Saturday, June 23, 2012

Dependency Property

Dependency properties are the standard form that properties in WPF take. They support change notification, animation, property value inheritance, and data binding, and they support multiple property value providers.

Note from MSDN  
"The purpose of dependency properties is to provide a way to compute the value of a property based on the value of other inputs. These other inputs might include system properties such as themes and user preference, just-in-time property determination mechanisms such as data binding and animations/storyboards, multiple-use templates such as resources and styles, or values known through parent-child relationships with other elements in the element tree. In addition, a dependency property can be implemented to provide self-contained validation, default values, callbacks that monitor changes to other properties, and a system that can coerce property values based on potentially runtime information."

Dependency properties can be implemented only on objects that derive from the DependencyObject class. All WPF elements derive from DependencyObject. If you want to implement dependency properties on a custom class, the class must inherit from DependencyObject. Dependency properties are implemented as normal .NET properties with some extra WPF infrastructure. The dependency property must be registered with the run time in a static constructor, and then it can be set using a standard .NET property wrapper.


To implement and register a dependency property:

1. In a class that inherits from DependencyObject, declare a public, static, read-only variable of the type DependencyProperty. By convention, the name of this variable should be your desired name for the property with the suffix “Property” added to it. Look at the following example:

public static readonly DependencyProperty FlavorProperty;


2. Create a static constructor for the class that registers the dependency property. The DependencyProperty.Register method requires you to provide the name of the .NET property wrapper, the type of the property, the type that owns that property, and an instance of FrameworkPropertyMetadata, which can be used to add optional features to your dependency property. The following example shows a static constructor that registers the dependency property and assumes that your class is named PieClass:

static PieClass()

{

FrameworkPropertyMetadata md = new FrameworkPropertyMetadata();

PieClass.FlavorProperty = DependencyProperty.Register("Flavor",

typeof(string), typeof(PieClass), md);

}



3. Finally, create a .NET property wrapper (also called CLR wrapper) to allow the dependency property to be accessed in code, as shown here:

public string Flavor 

    get { return (string)GetValue(PieClass.FlavorProperty); 
    set { SetValue(PieClass.FlavorProperty, value); }
}

It is important to note that when dependency properties are set by the run time, they are set directly through the GetValue and SetValue methods, not through the .NET property wrapper. Thus, you should not put any additional code in the wrapper because it does not run unless the property is set directly in code. Also, the name of the field is always the name of the property, with the suffix Property appended.
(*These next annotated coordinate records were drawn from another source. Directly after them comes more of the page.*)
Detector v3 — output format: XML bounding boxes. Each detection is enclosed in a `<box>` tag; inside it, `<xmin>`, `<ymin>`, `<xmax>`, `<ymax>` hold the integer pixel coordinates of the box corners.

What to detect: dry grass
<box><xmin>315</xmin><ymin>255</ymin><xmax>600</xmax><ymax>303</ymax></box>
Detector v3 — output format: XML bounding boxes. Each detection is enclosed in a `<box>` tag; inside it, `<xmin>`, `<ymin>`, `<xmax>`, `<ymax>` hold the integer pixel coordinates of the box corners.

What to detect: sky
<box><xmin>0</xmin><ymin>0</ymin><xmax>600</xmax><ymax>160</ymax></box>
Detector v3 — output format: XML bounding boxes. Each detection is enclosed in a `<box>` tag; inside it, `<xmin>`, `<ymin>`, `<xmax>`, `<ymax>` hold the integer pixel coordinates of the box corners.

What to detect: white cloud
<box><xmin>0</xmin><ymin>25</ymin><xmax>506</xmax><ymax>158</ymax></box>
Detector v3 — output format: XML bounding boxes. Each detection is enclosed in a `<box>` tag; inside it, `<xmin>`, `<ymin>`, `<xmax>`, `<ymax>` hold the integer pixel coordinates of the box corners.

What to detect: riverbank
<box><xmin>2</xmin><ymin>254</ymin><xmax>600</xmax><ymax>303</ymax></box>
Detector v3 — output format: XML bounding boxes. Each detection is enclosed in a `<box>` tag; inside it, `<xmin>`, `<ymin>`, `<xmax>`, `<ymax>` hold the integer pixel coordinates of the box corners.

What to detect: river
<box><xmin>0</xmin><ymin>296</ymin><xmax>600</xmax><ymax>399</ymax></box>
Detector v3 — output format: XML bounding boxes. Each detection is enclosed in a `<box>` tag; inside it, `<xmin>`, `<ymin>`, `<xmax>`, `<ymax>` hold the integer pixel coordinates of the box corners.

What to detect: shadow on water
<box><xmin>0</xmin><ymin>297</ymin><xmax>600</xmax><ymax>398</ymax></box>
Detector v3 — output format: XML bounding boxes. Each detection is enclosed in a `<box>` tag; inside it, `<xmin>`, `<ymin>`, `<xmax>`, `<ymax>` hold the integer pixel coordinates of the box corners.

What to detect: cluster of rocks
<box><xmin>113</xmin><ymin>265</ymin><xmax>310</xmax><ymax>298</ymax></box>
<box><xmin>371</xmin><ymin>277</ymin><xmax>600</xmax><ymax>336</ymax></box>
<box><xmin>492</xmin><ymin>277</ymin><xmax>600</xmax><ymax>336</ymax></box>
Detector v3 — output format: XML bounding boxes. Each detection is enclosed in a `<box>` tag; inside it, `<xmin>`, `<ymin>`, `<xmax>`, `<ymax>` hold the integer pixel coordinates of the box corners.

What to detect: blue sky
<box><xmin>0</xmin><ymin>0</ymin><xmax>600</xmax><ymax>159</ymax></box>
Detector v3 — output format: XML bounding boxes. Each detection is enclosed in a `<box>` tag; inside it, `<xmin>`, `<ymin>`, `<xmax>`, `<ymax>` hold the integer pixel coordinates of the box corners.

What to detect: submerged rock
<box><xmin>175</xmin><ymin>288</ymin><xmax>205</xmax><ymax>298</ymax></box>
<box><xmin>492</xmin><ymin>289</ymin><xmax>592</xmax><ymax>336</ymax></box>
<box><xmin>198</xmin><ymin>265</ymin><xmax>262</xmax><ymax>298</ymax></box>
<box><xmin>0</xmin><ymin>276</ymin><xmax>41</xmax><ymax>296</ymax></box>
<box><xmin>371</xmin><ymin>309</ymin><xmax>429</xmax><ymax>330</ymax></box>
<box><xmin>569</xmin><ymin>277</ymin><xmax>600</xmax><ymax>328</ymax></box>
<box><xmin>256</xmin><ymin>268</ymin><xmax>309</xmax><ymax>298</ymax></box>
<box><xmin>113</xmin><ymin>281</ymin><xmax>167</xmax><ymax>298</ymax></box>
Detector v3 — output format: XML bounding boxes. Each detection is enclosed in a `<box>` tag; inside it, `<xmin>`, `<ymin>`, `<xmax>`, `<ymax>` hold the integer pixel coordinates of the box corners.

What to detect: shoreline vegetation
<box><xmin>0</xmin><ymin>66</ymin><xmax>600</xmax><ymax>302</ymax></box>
You can provide a static callback method that executes when the property value is changed by specifying a delegate in FrameworkPropertyMetadata, as shown here:

static PieClass() 

    FrameworkPropertyMetadata md = new FrameworkPropertyMetadata(new 
   PropertyChangedCallback(FlavorPropertyChanged)); 
   PieClass.FlavorProperty = DependencyProperty.Register("Flavor", typeof(string), typeof(PieClass), md); 
}

private static void FlavorPropertyChanged(DependencyObject o, DependencyPropertyChangedEventArgs e) 

// Implementation omitted 
}

Example from my project:


To create a generic button: “Accept button” which will turn Red when any update is made on page using it. 
It has two additional dependency properties apart from WPF button properties - 
IsPageChanged
AcceptContent 

public partial class AcceptButton : Button
   {
public bool IsPageChanged
      {
         get { return (bool)GetValue(IsPageChangedProperty); }
         set { SetValue(IsPageChangedProperty, value); }
      }

      // Using a DependencyProperty as the backing store for IsPageChanged.  This enables animation, styling, binding, etc...
      public static readonly DependencyProperty IsPageChangedProperty =
          DependencyProperty.Register("IsPageChanged", typeof(bool), typeof(AcceptButton), new UIPropertyMetadata(false));

public object AcceptContent
      {
         get { return (object)GetValue(AcceptContentProperty); }
         set { SetValue(AcceptContentProperty, value); }
      }

      // Using a DependencyProperty as the backing store for AcceptContent.  This enables animation, styling, binding, etc...
      public static readonly DependencyProperty AcceptContentProperty =
          DependencyProperty.Register("AcceptContent", typeof(object), typeof(AcceptButton), new UIPropertyMetadata(null));

     

      public AcceptButton()
      {
         InitializeComponent();
      }
   }


XAML
<AcceptButton x:Name="Accept" Grid.Row="2" AcceptContent="Save" Width="59" Height="27"  Command="{StaticResource SaveCurrentPage}" />

In code behind, 
// Page is no longer changed.
Accept.IsPageChanged = false;


For more example see my posts
 
Note: This is not my original work. Have blogged it here just for my future reference and of course if someone wants to use it.